The Water Agency and Deltares are scaling up these efforts, developing training for new facilitators, adapting the game for different regions, and creating digital versions in order to reach broader audiences. However, they recognize that the physical board game format offers irreplaceable benefits: face-to-face interaction, collaborative problem-solving, and the tangible nature of gameplay that digital simulations cannot replicate.

Trang’s firsthand observations reveal how games can transform traditionally difficult conversations into engaging collaborative experiences. The game successfully introduced both familiar and novel water management technologies. “Drip irrigation is popular with farmers,” Trang noticed, “and managed groundwater recharge is new to them. Explanations about how alternative techniques can help save water were very welcome.”

Turning Insight into Impact

Investing in Managed Aquifer Recharge (MAR), taking water from channels or rivers, and purifying it to appropriate standards is becoming more attractive in the long term. But this approach requires infrastructure investment and technical expertise. The process is more labour-intensive than simply drilling deeper wells and needs proper planning as it’s not an overnight solution. The goal is for everyone to benefit: both individual farmers and the broader community.

Government incentives can encourage farmers to adopt sustainable practices and offer solutions to reduce groundwater dependency.
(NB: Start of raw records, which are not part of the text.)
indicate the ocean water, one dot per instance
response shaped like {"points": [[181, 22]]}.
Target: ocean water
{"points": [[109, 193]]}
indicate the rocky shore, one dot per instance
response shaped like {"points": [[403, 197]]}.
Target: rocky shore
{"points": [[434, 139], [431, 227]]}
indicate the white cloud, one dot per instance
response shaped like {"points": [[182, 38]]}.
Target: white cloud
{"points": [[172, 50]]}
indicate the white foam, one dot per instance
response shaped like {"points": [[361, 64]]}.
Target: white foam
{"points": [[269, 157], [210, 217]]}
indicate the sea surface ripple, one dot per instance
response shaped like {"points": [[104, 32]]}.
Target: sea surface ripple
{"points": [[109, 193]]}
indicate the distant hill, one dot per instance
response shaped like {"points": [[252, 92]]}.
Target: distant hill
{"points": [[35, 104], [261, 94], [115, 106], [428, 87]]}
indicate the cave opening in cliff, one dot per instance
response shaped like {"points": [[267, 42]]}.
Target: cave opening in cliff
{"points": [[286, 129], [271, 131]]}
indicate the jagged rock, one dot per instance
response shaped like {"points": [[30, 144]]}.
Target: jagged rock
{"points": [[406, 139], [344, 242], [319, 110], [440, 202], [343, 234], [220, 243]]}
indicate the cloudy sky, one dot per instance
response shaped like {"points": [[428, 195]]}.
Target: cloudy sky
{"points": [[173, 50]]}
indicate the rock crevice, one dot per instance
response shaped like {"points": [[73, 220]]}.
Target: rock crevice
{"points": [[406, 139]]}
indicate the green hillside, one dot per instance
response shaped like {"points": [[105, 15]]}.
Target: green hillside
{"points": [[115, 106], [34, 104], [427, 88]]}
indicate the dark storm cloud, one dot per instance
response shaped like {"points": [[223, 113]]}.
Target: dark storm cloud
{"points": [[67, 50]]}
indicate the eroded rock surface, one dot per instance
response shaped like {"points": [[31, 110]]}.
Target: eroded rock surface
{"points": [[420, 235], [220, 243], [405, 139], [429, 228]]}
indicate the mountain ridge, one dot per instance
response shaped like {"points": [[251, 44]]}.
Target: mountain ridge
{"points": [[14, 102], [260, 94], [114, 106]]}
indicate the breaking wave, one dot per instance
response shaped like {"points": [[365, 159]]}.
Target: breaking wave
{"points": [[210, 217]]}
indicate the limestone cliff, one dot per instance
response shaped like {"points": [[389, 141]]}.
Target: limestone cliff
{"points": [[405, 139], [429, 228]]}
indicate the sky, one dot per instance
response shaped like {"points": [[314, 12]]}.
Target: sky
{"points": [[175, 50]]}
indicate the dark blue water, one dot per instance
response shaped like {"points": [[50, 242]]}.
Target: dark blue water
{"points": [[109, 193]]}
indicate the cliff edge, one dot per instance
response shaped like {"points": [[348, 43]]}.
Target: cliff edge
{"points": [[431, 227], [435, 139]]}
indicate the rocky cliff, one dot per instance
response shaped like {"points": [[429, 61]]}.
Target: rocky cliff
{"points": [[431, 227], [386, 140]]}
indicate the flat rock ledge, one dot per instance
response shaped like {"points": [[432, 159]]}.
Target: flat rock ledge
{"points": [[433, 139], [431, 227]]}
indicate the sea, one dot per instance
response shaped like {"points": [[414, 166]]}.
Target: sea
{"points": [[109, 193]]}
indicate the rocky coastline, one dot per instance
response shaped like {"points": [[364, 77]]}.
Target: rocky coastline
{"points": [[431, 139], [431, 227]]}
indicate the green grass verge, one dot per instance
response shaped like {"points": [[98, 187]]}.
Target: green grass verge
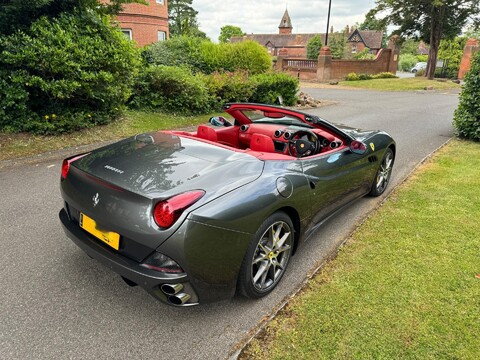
{"points": [[405, 84], [406, 283], [134, 122]]}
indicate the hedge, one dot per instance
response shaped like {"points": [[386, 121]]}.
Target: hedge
{"points": [[64, 74]]}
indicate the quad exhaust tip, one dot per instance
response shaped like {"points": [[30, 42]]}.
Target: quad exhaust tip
{"points": [[171, 289], [174, 294], [179, 299]]}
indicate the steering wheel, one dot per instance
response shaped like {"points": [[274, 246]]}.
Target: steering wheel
{"points": [[303, 143]]}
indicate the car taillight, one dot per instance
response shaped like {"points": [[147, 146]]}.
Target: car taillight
{"points": [[168, 211], [66, 165]]}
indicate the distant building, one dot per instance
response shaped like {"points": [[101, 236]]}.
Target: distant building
{"points": [[358, 40], [145, 24], [287, 44], [284, 43]]}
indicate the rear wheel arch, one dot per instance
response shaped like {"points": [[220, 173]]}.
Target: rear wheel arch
{"points": [[295, 218]]}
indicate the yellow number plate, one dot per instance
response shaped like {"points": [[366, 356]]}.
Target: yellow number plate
{"points": [[110, 238]]}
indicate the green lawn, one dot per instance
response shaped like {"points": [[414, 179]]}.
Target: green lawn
{"points": [[406, 284], [21, 145], [405, 84]]}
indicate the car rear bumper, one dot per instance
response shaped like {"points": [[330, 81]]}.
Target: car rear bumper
{"points": [[149, 280]]}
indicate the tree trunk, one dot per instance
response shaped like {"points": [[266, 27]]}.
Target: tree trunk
{"points": [[438, 13]]}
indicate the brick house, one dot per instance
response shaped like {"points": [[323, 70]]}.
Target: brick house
{"points": [[284, 43], [291, 45], [145, 24], [358, 40]]}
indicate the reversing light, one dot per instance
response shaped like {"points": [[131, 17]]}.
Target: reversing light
{"points": [[168, 211], [66, 165]]}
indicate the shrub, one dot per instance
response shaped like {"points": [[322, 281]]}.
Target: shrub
{"points": [[448, 73], [248, 56], [384, 75], [177, 51], [207, 57], [364, 77], [421, 58], [467, 116], [228, 87], [171, 89], [271, 86], [64, 74], [352, 77], [420, 72], [313, 47], [407, 62], [364, 55]]}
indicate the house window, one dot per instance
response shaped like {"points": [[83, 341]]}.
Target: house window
{"points": [[162, 36], [127, 33]]}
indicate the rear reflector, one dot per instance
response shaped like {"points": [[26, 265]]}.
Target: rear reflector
{"points": [[168, 211], [66, 164]]}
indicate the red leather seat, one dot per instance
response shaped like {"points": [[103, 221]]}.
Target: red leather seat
{"points": [[262, 143], [207, 133]]}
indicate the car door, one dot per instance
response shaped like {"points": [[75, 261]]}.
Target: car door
{"points": [[336, 179]]}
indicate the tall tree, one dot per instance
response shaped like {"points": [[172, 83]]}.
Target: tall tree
{"points": [[313, 47], [227, 31], [182, 19], [431, 19]]}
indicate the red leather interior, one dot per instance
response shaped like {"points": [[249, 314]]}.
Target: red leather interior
{"points": [[263, 143], [207, 133]]}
Players often ask for more information after playing, indicating genuine interest, and the game successfully raises awareness about how individual actions affect the broader delta ecosystem.

Most importantly, The Rethinking Groundwater Use Serious Game demonstrates that learning about environmental challenges need not be abstract or disengaging. It can be immediate, collaborative, and even fun, creating memorable experiences while still conveying crucial scientific concepts and fostering the systemic thinking needed for sustainable futures. As Marta Faneca concludes: “maximizing profit alone leads to a loss for everyone, not only regarding water, but also the environment and quality of life”.